The British music tabloid NME said of the song: “What we have here are two titans of black music duetting with another from beyond the grave. For that reason, it’s unquestionably an event.”
To hear Redding’s daughter, Karla Redding-Andrews, tell it, the soul great’s tunes have aged as gracefully as his legacy.
“I know it’s his 70th, but to us it doesn’t feel like that number. You think of 70 with some people and you think, ‘Oh, they’re getting so old.’ Well, to us, it’s almost like it’s a whole new reason to celebrate him,” Redding-Andrews said the other day.
“Here he is ... with the kind of influence that he still has, not only on us, his family, but to fans and other entertainers around the world. ... It’s almost like, ‘Wow, he’s 70 and still so damn cool.’ ”
So beyond cool, in fact, to borrow a reference or three from the new rap hit that his voice helps carry, that Redding’s singing seems right at home even while the modern lingo swirled on top of it is laced with “Benzes” and a “Rollie” and “swagger” and “Hermes” and “couture-level flow.”
So flat-out stone-chilled hip is it that, as Jay-Z rhymes in the song, Redding’s vocals come across as “photo-shoot fresh, looking like wealth; I’m ’bout to call the paparazzi on myself.”
“We heard the song long before it came out,” Redding-Andrews said. “It’s not the first time that two great mega-giants have paid tribute to him. So it’s almost like here we are saying again, ‘He may be 70, but here are so many young artists saying let me connect myself to a true legend.’ If you listen to the song, it’s almost like, ‘Just let Otis do his thing,’ because that’s the whole song.”

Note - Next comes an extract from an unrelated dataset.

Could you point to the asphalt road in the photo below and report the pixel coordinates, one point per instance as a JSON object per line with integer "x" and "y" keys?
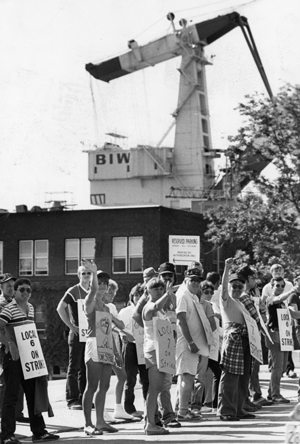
{"x": 268, "y": 427}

Asked about the Kanye West collaboration with Jay-Z that lends more than a nod to her late husband’s modern-day relevance, Redding’s widow, Zelma, told Us Weekly in July, “We are proud that Otis’ legacy continues to inspire some of today’s popular artists. We like ‘Otis’ and thank Kanye and Jay-Z for honoring our Otis through their music.”
Notice how she says “our” Otis.
It’s interesting because so many here revere Redding, whose family moved to Bibb County when he was 3, and regard him as one of their own.
It isn’t uncommon for locals who travel, when asked where they’re from, to answer with something like, “You know, Macon, where Otis Redding’s from.”
So going on 44 years after his death in a Wisconsin plane crash, Redding continues to be embraced in the place that his widow has said he would never have left behind, no matter the further successes he no doubt would have known.
On the eve of what will be a weekend-long, 70th-birthday salute to Redding, his daughter said, “To be able to invite friends in from around the world to our homeplace and my father’s homeplace, it means a lot so that they, too, can experience how Macon just owns Otis Redding and my family.”
“I’m sure,” she said, “that they will continue to embrace us for 70 more.”